FRIDAY, July 6, 2018 (HealthDay News) — Risk-stratified breast screening improves the cost-effectiveness of screening, according to a study published online July 5 in JAMA Oncology.
Nora Pashayan, M.D., Ph.D., from University College London, and colleagues used findings of the Independent U.K. Panel on Breast Cancer Screening and risk distribution based on polygenic risk profile to create a life-table model of a hypothetical cohort of 364,500 women in the United Kingdom aged 50 years with follow-up to 85 years. The modeled interventions were no screening, age-based screening, and risk-stratified screening.
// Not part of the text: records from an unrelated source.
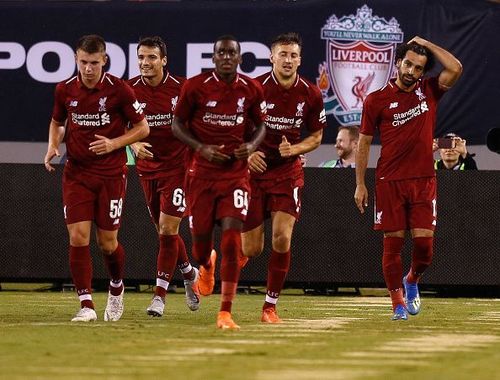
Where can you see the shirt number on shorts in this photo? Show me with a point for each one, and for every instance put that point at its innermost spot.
(178, 198)
(115, 208)
(240, 199)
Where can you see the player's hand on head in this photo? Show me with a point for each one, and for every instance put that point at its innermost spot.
(434, 145)
(256, 162)
(101, 145)
(285, 147)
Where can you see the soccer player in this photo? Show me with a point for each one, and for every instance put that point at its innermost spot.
(161, 167)
(346, 146)
(294, 105)
(92, 110)
(404, 112)
(220, 115)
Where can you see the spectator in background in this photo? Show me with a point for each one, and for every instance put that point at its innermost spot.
(346, 145)
(454, 156)
(92, 109)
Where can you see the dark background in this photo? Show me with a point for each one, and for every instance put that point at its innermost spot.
(470, 29)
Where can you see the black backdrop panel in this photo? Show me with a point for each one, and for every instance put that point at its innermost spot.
(332, 244)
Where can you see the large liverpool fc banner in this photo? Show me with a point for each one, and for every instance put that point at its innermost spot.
(348, 50)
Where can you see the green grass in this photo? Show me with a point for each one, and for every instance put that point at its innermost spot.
(341, 337)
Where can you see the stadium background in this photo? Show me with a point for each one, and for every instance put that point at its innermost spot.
(33, 242)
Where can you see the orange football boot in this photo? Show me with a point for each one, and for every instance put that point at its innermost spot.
(206, 281)
(269, 315)
(225, 321)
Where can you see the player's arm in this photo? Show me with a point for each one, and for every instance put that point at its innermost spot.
(244, 151)
(452, 66)
(56, 135)
(103, 145)
(308, 144)
(361, 193)
(208, 152)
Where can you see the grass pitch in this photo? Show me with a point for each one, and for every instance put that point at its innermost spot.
(321, 338)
The researchers found that the incremental cost of the program increased linearly compared with no screening as the risk threshold was lowered; no additional quality-adjusted life-years (QALYs) were gained below the 35th percentile risk threshold. The highest net monetary benefit was seen for the risk-stratified screening scenario with risk threshold at the 70th percentile, at a willingness to pay of $26,800 per QALY gained; the probability of being cost-effective was 72 percent. Risk-stratified screening at the 32nd versus the 70th percentile risk threshold would cost $26,888 versus $720,900 less, would result in 26.7 versus 71.4 percent fewer overdiagnoses, and would avert 2.9 versus 9.6 percent fewer breast cancer deaths relative to age-based screening.
“Not offering breast cancer screening to women at lower risk could improve the cost-effectiveness of the screening program, reduce overdiagnosis, and maintain the benefits of screening,” the authors write.